The other main new structure is the Climate Change Response Ministerial Group, which is chaired by the Prime Minister. Formed in December 2020, it sets strategic direction on climate action and monitors the work programme for effectiveness and timeliness. For example, this group worked on our improved NDC before it was signed off by all of Cabinet then delivered to the United Nations just before its COP26 climate negotiations started in Glasgow at the end of October.

Previously, such efforts to coordinate complex cross-department policy and budget work was co-ordinated by Cabinet committees. But this new way of working starts the collaborative process far earlier and is generating greater buy-in and faster progress.
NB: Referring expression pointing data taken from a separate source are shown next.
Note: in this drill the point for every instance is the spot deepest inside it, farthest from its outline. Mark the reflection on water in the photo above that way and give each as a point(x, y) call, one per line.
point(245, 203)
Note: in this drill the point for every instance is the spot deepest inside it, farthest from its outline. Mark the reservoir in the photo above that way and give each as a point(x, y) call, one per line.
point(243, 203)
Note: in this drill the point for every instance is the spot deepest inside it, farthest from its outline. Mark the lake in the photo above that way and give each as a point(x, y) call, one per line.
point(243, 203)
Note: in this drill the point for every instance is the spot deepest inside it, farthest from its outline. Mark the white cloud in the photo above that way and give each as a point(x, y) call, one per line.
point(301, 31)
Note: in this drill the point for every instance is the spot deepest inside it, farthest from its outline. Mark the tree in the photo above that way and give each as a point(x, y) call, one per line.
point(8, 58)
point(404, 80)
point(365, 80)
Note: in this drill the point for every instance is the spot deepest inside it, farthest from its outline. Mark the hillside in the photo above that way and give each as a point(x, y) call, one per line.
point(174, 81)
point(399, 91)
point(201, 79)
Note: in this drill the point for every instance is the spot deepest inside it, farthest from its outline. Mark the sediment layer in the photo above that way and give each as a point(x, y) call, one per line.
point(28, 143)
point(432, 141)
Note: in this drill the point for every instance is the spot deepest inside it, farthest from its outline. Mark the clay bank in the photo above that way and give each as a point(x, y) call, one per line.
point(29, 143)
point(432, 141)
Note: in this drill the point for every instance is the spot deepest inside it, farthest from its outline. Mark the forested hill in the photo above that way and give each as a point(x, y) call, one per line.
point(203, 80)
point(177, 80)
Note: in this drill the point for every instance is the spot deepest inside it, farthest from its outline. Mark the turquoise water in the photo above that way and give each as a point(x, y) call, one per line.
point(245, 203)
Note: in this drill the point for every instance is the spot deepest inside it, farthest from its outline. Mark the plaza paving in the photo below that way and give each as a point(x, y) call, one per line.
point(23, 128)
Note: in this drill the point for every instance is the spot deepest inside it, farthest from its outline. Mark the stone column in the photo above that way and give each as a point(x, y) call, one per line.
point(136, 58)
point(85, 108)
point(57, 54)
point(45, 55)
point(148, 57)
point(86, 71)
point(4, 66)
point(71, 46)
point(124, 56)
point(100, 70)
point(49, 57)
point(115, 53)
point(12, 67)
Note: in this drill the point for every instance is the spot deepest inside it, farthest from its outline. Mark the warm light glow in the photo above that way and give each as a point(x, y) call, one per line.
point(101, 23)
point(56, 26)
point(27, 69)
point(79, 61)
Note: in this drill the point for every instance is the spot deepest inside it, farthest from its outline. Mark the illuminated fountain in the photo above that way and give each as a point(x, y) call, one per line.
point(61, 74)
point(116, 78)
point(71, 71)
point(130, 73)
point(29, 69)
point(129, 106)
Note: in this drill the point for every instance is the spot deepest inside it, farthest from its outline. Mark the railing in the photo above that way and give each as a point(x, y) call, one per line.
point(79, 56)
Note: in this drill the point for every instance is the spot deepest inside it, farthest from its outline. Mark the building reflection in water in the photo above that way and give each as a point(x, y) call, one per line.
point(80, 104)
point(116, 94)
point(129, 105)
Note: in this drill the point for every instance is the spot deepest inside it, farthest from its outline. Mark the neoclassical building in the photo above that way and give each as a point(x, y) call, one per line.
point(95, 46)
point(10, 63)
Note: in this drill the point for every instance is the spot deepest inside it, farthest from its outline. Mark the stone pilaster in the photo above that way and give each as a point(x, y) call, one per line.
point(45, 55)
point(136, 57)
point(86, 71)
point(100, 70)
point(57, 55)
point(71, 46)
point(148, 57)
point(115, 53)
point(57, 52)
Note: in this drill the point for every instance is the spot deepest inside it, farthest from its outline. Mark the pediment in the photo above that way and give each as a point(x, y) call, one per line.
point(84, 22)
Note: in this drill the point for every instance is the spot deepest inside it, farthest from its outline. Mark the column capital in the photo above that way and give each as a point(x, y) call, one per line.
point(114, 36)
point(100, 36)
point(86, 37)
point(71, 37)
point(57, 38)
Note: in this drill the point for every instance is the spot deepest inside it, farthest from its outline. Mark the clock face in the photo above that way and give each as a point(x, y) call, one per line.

“From a policy point of view, it’s really forcing us to have the difficult conversations,” says one of the participants. That’s particularly true on the currently seriously inadequate policies on agricultural and energy emissions.

“We’re having challenging conversations about collectively meeting those carbon budgets. Compared with this time last year, we’ve progressed in leaps and bounds in terms of each person taking a really strong lead role in developing the ERP.”

The ERP consultation document says that once the plan is announced by the Government at the end of May, “agencies and ministers must be accountable for what it sets out. The Government is considering whether this might require enhanced or additional mechanisms.”

A hot topic internally is how much formal accountability ministers and public servants will face for achieving, for example, the emission reductions they promise in the plan. The 2020 Act allows for a high degree of accountability, even though the effectiveness of policies will depend to a large extent on the performance of emitters themselves.

The resource management reforms underway already offer the first example of such statutory obligations. The reform process is run by a group of relevant public sector chief executives, and a group of relevant ministers. The expectations on them are specified in an Order in Council, a form of secondary legislation.

Another notable feature of climate policy development is the cohort of talented, committed and typically younger people recruited for the work. They rarely have any public profile. But some made valuable contributions to the public webinars held as part of the ERP consultation process late last year. You can replay the webinars via this link to get a sense of their contribution.

For all the positive signs coming from society, business and government about this utterly crucial phase of our climate response, three big caveats are in order:

– There are still many more solutions to devise and arguments to win; and plenty of vested interests are pushing back hard on both.

– We will fail to meet our national climate targets if the primary sector fails to match other sectors’ commitments to deep carbon cuts and economic transformation.

– The challenges are daunting. We have pledged to the UN we will reduce our emissions by 41 percent by 2030. The Government has conceded we’ll meet a sizeable proportion of those by buying carbon credits in economies overseas rather than by emission reductions in our economy.

Thus, the weaker our policy response, the bigger our multi-billion dollar payments to other countries to mitigate emissions on our behalf, the greater the damage to our international reputation, and the longer we will be burdened by a high emission, old tech, low value economy.

Conversely, if our Emissions Reduction Plan unlocks our full potential, it will help us generate far greater economic, ecological, social and cultural benefits. We’ll know the answer on May 31.